Perhaps none, but the CDNC/JET technical people I knew, and the policy
people I knew at the time were quite willing to accept all the flagday
issues for domain names characters in infrastructure that were outside
of the current repitoire.

I think everyone here knows what those issues are, and how great a cost
their resolution represents.



> Per-country exceptions just creates more Balkanization of the  
> Internet, which hardly seems beneficial.

That was Harald's arguement, and as IETF Chair, it carried much more
weight than that of any other person I've ever known, in China or
outside of China.

The "principle of least surprise" ment that a zone file operator (in
China) could not create an equivalency class a user (in Norway) would
be unlikely to predict.

I suppose I should mention that in mainland China, a simplified (modern)
form of Han characters are used, in the province of Taiwan, traditional
Han characters are used, in Korean some archaic Han characters are used,
and in Japan, in the Kanji writing system, some (other) archaic Han
characters are used, and in Vietnamese, still another set of Han characters
are used -- and there are scads of semantic equivalencies between these
different glyphs, all of which are in Unicode, without an equivalency class
mechanism.

And so we (or rather "they" since this is a North American list) do not
have domain names composed of end-user recognizable characters.
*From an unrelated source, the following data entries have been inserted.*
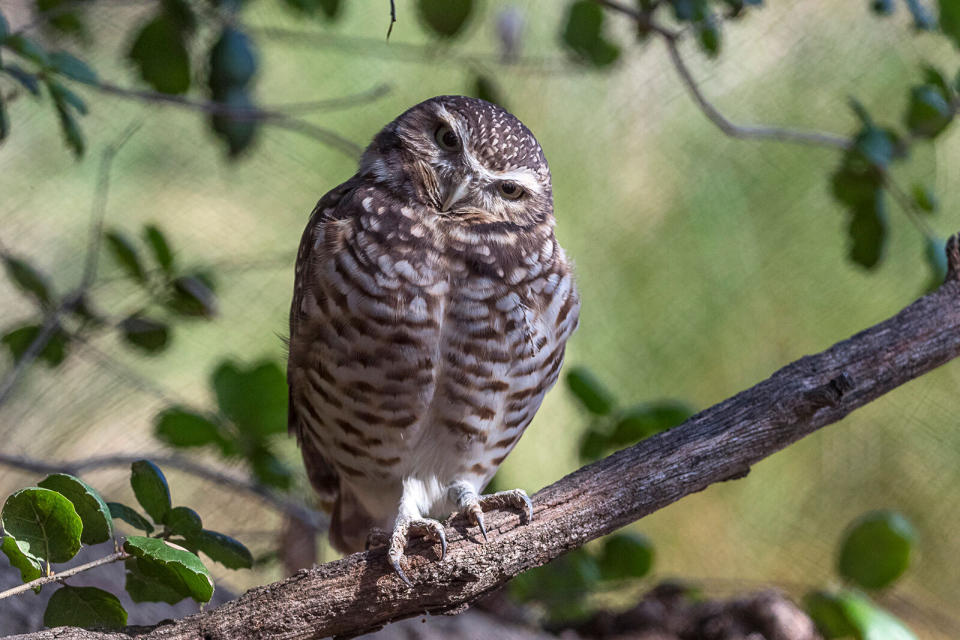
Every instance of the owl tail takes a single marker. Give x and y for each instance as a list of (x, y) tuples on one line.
[(350, 523)]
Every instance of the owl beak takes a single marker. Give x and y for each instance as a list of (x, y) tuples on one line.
[(455, 194)]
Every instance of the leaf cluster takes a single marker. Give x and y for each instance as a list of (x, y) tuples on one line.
[(47, 524)]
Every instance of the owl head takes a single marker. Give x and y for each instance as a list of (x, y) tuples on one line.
[(465, 160)]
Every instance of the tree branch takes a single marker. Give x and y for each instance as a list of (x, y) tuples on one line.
[(360, 593)]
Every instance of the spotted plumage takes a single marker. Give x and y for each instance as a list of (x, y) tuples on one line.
[(431, 308)]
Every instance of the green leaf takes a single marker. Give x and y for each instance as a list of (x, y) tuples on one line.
[(922, 18), (868, 231), (626, 555), (950, 19), (445, 18), (254, 398), (192, 297), (876, 549), (87, 607), (583, 34), (73, 67), (183, 521), (161, 56), (162, 572), (44, 524), (157, 241), (929, 112), (18, 340), (925, 198), (27, 48), (232, 62), (25, 78), (238, 128), (125, 254), (151, 336), (590, 391), (28, 566), (224, 549), (180, 427), (93, 511), (130, 516), (642, 421), (150, 488), (27, 278)]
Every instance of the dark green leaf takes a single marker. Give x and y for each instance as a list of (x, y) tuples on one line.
[(150, 488), (925, 198), (583, 34), (73, 67), (161, 56), (876, 549), (239, 127), (146, 334), (268, 470), (950, 19), (882, 7), (233, 62), (125, 253), (180, 427), (642, 421), (28, 566), (224, 549), (445, 18), (93, 511), (254, 398), (157, 241), (44, 524), (27, 48), (868, 231), (87, 607), (165, 573), (922, 18), (27, 79), (130, 516), (192, 297), (183, 521), (590, 391), (27, 278), (19, 340), (626, 555), (929, 112)]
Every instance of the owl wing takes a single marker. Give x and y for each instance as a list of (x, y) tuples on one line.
[(322, 475)]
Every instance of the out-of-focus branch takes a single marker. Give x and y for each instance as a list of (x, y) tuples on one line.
[(361, 592), (309, 517)]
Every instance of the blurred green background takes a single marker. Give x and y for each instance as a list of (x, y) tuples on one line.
[(704, 263)]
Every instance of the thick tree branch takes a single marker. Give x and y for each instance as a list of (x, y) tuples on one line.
[(360, 592)]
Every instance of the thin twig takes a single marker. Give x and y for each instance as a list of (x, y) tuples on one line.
[(309, 517), (57, 577)]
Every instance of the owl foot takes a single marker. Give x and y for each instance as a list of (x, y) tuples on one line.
[(474, 505), (405, 527)]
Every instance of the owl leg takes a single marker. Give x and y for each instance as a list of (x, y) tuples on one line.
[(473, 505), (410, 523)]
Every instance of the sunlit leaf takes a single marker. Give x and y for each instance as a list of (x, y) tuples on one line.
[(84, 607)]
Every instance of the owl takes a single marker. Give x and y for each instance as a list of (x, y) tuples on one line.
[(431, 308)]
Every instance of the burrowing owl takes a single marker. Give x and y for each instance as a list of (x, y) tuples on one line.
[(431, 308)]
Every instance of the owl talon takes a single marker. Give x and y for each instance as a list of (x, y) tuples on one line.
[(403, 529)]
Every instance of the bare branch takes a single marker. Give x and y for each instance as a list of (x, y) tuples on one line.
[(57, 577), (309, 517), (361, 592)]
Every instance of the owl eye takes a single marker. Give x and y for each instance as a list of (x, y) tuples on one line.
[(446, 138), (510, 190)]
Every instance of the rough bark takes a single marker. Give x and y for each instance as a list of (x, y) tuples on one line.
[(360, 593)]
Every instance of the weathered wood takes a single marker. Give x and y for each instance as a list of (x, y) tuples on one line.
[(361, 593)]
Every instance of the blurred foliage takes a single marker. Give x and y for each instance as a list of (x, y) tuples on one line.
[(50, 522)]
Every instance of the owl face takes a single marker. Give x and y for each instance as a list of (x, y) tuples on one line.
[(465, 160)]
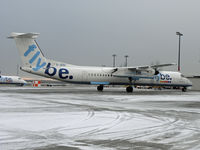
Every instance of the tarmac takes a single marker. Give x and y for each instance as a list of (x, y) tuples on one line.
[(80, 118)]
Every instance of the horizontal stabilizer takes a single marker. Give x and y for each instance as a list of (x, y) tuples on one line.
[(23, 35)]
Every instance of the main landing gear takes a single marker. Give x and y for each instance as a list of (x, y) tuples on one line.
[(100, 88), (129, 89), (184, 89)]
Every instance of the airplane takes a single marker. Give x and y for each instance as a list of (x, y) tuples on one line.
[(11, 80), (35, 62)]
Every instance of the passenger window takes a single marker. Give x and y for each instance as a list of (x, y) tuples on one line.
[(182, 75)]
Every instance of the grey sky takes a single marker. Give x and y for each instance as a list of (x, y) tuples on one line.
[(88, 32)]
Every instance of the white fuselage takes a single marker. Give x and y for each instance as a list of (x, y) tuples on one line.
[(105, 76), (11, 80)]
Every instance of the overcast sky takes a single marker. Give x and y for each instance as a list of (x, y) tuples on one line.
[(88, 32)]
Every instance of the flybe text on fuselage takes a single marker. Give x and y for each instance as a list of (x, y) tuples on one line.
[(63, 73)]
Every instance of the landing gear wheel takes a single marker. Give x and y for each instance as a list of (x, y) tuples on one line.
[(184, 89), (129, 89), (100, 88)]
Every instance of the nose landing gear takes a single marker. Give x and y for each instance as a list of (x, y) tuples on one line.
[(184, 89), (100, 88), (129, 89)]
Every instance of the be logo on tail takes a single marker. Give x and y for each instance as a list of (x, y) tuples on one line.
[(30, 50), (63, 73)]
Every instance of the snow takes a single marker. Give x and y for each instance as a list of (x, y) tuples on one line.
[(81, 118)]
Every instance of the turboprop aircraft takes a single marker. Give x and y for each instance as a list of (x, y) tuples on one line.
[(34, 62), (11, 80)]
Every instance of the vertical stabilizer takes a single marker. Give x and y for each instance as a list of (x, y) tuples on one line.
[(30, 53)]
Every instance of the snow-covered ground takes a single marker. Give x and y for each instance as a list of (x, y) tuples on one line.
[(80, 118)]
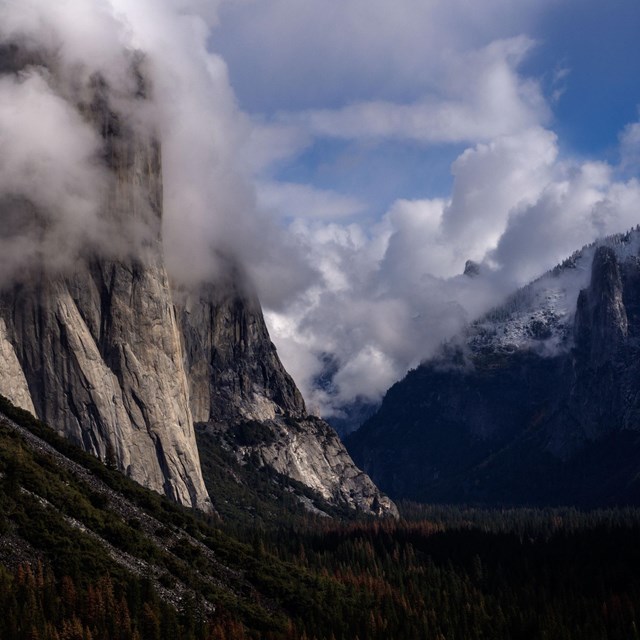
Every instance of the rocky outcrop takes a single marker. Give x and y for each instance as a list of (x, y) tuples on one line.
[(113, 356), (233, 368), (97, 342), (239, 386), (537, 403)]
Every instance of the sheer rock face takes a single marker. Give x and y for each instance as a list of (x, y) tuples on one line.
[(540, 405), (109, 354), (233, 368), (236, 377), (97, 343)]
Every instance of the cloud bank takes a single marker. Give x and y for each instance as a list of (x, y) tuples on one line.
[(257, 103)]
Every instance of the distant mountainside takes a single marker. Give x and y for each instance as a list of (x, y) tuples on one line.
[(118, 358), (538, 402)]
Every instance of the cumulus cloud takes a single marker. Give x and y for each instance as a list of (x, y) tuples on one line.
[(352, 300), (482, 98), (391, 294), (53, 159)]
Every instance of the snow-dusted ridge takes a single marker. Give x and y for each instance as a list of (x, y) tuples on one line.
[(540, 316)]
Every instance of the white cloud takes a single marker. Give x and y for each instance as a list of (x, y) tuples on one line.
[(481, 97), (299, 200)]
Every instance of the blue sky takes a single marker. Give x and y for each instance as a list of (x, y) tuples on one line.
[(395, 140), (353, 154)]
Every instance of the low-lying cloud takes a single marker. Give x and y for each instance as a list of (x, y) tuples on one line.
[(350, 297)]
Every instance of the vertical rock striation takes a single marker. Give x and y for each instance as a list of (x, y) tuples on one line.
[(110, 354)]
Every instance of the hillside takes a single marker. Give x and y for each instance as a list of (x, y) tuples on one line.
[(87, 553), (534, 404)]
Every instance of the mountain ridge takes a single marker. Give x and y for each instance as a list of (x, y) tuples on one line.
[(514, 410)]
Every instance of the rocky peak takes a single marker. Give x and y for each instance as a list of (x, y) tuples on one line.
[(471, 269), (601, 320)]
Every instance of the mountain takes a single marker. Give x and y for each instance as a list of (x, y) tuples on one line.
[(118, 357), (538, 402)]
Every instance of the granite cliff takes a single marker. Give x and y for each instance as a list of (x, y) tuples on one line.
[(116, 357)]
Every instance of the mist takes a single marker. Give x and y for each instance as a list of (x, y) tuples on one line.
[(350, 294)]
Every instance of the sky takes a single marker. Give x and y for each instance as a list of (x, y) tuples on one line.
[(351, 154)]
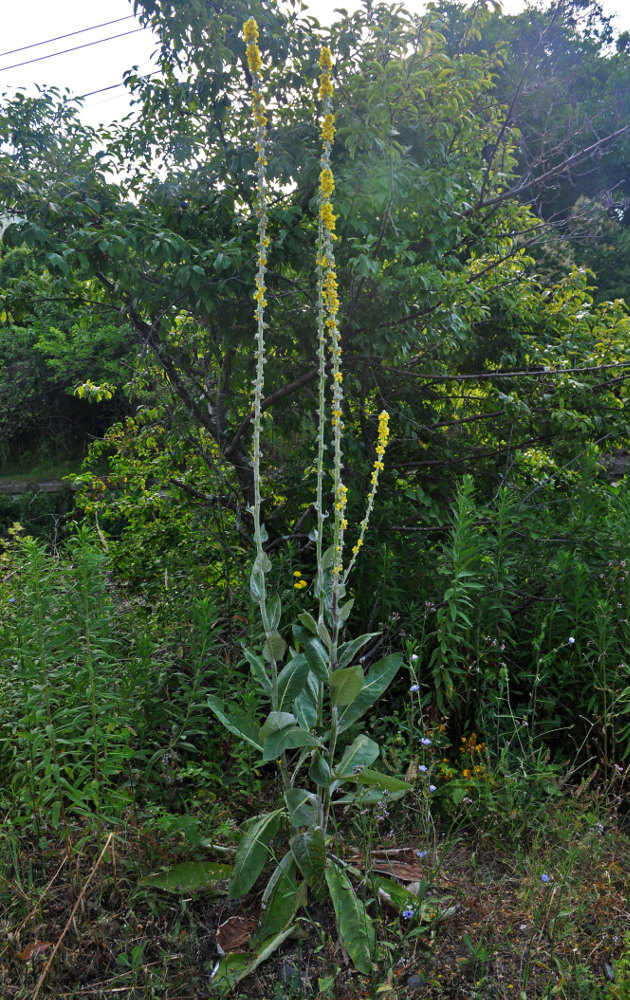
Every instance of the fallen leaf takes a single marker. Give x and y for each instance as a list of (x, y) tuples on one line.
[(234, 933), (34, 949)]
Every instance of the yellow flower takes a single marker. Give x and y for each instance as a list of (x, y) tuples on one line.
[(328, 217), (325, 58), (326, 182), (328, 128), (250, 31)]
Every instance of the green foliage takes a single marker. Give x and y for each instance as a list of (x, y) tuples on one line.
[(51, 340)]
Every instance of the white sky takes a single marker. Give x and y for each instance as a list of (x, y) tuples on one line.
[(99, 66)]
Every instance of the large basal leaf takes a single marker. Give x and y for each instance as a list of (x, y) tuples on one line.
[(291, 680), (282, 898), (305, 705), (361, 753), (384, 781), (309, 850), (303, 807), (274, 611), (236, 723), (275, 647), (318, 659), (253, 852), (355, 926), (319, 771), (231, 969), (190, 876), (346, 684), (379, 678), (280, 732)]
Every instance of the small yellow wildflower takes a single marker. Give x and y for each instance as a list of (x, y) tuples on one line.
[(328, 216), (328, 128), (326, 182), (325, 58)]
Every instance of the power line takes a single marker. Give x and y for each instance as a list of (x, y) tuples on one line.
[(113, 86), (47, 41), (86, 45)]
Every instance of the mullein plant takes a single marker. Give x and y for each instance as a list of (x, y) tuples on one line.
[(315, 685)]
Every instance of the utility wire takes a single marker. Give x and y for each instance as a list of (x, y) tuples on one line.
[(113, 86), (47, 41), (86, 45)]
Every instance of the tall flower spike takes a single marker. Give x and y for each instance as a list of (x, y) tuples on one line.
[(250, 35), (330, 306), (382, 438)]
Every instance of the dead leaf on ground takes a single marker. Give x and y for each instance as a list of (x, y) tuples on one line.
[(234, 933)]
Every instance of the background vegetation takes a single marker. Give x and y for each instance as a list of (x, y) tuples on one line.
[(482, 199)]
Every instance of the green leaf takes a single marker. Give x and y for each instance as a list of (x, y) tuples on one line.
[(346, 684), (305, 705), (379, 678), (309, 850), (257, 666), (318, 659), (253, 852), (361, 753), (345, 609), (303, 807), (348, 651), (282, 898), (355, 926), (319, 771), (400, 896), (189, 876), (238, 965), (274, 611), (236, 723), (328, 558), (274, 648), (280, 732), (308, 622), (291, 680)]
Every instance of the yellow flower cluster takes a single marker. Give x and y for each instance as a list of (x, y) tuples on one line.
[(250, 35), (328, 217), (342, 497), (326, 182), (328, 128), (331, 299)]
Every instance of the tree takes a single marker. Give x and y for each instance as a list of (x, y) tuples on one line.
[(444, 320)]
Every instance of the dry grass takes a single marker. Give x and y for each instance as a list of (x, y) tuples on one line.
[(506, 932)]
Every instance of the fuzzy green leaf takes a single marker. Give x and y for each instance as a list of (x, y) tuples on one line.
[(236, 723), (189, 876), (355, 926), (379, 678), (346, 684), (309, 850), (302, 806), (253, 852), (291, 680)]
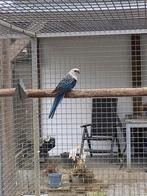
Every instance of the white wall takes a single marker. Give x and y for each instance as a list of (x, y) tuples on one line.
[(104, 62)]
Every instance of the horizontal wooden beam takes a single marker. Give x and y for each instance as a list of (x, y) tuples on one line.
[(83, 93)]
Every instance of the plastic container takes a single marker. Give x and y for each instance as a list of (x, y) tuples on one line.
[(54, 180)]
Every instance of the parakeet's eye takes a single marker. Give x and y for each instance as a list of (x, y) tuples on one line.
[(76, 71)]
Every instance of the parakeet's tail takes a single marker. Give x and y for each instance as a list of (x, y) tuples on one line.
[(57, 100)]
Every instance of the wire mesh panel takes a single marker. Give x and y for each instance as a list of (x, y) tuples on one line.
[(104, 62), (93, 145)]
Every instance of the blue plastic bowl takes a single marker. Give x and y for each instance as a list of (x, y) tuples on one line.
[(54, 180)]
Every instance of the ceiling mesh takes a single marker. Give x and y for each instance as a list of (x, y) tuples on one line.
[(55, 16)]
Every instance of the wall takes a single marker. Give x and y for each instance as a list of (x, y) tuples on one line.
[(104, 62)]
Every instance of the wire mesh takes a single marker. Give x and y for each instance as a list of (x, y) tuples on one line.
[(45, 16), (97, 146), (115, 161)]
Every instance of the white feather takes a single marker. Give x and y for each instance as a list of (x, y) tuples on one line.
[(74, 73)]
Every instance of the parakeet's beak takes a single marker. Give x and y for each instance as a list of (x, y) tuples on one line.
[(77, 71)]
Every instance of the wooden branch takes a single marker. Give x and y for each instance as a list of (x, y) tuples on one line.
[(84, 93)]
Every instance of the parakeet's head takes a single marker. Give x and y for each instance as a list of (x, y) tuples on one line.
[(74, 72)]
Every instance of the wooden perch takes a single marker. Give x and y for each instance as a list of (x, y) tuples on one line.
[(84, 93)]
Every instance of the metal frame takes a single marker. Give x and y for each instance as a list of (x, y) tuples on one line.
[(70, 18), (130, 124), (36, 134)]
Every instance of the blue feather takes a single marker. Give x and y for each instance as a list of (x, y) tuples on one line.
[(57, 100), (65, 85)]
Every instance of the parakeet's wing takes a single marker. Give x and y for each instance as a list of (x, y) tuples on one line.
[(66, 84)]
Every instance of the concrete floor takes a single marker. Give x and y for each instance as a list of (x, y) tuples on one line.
[(110, 180)]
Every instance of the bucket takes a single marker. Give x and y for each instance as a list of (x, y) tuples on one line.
[(54, 180)]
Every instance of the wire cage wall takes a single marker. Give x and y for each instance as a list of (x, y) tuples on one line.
[(97, 138)]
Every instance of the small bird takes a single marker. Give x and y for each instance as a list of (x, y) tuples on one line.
[(64, 86)]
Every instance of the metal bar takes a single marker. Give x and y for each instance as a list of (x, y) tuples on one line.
[(18, 29), (128, 140), (36, 133), (83, 93), (92, 33)]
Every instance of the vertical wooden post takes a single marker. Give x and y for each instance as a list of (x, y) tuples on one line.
[(7, 124), (136, 71), (36, 134)]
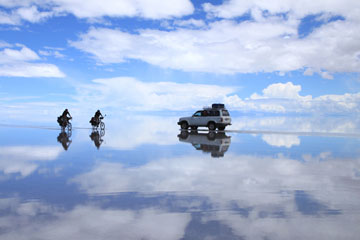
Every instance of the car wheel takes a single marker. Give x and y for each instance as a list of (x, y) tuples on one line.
[(184, 125), (211, 136), (211, 126), (184, 134)]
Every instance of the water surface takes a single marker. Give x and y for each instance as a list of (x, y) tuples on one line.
[(148, 180)]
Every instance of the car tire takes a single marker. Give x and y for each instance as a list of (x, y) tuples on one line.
[(184, 125), (211, 126), (211, 136)]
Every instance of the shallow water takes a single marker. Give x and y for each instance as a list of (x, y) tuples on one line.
[(147, 180)]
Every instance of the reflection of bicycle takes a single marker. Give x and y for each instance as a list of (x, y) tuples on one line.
[(97, 123), (64, 139), (96, 137)]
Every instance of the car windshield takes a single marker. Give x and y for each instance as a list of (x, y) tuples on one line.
[(197, 114), (225, 113)]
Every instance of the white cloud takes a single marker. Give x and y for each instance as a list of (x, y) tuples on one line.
[(230, 47), (25, 13), (235, 8), (127, 93), (281, 90), (151, 9), (198, 23), (19, 61), (285, 97)]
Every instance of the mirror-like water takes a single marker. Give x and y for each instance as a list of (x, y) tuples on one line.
[(145, 179)]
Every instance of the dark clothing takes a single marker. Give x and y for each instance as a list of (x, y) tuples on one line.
[(64, 118), (96, 119), (98, 114)]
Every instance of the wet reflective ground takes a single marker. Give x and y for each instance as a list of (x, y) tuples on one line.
[(148, 180)]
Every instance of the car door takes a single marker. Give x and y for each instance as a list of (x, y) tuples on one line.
[(196, 118)]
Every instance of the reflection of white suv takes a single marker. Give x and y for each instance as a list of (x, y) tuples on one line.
[(215, 117), (217, 143)]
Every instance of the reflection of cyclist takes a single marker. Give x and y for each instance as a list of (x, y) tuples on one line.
[(95, 120), (95, 136), (63, 138)]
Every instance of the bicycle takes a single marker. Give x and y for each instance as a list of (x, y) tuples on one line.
[(95, 124)]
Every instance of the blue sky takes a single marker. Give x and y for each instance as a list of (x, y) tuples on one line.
[(150, 55)]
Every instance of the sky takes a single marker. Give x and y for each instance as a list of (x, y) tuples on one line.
[(273, 57)]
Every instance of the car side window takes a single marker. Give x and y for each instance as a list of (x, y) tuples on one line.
[(197, 114), (214, 113), (204, 113)]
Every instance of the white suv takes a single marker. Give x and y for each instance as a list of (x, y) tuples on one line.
[(212, 117)]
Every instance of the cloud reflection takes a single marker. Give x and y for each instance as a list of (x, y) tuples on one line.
[(24, 160)]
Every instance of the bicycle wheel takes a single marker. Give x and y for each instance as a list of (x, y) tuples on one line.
[(69, 126)]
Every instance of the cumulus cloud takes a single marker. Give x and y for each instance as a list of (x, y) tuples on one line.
[(131, 94), (235, 8), (28, 9), (286, 97), (229, 47), (20, 61), (127, 93), (28, 13), (280, 90)]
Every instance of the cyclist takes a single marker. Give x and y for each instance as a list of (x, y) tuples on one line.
[(64, 118), (95, 120)]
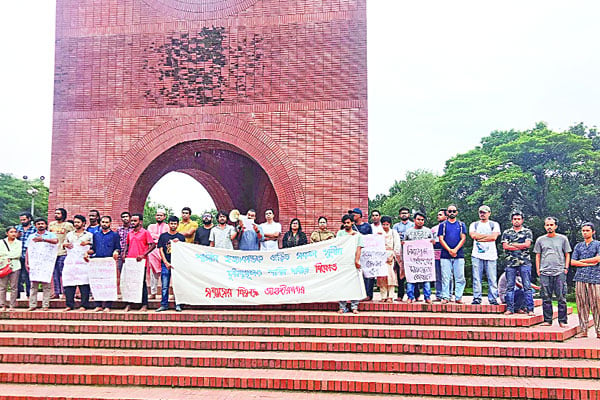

Oh. While in hospital in Beijing I asked all the medical staff (nurses,
doctors, etc.) if they were  "OK with ASCII". Not one English speaker
was. Limited sample set, your milage may vary, season for taste, etc.


It is fellicitous, but the ICANN Registrar's Constituency list just a day
ago carried a request, nominally from ICANN President Paul Twomey, for a
Registrar with some interest and experience in the problem area to join
a President's mumble. I wrote he and Vint to see what they had in mind,
and I may as well use this note to prod them again.


They may simply mean that RACE needs to be re-euphamized and a few more
printer glyphs in Unicode need to be made less accessible to phishers.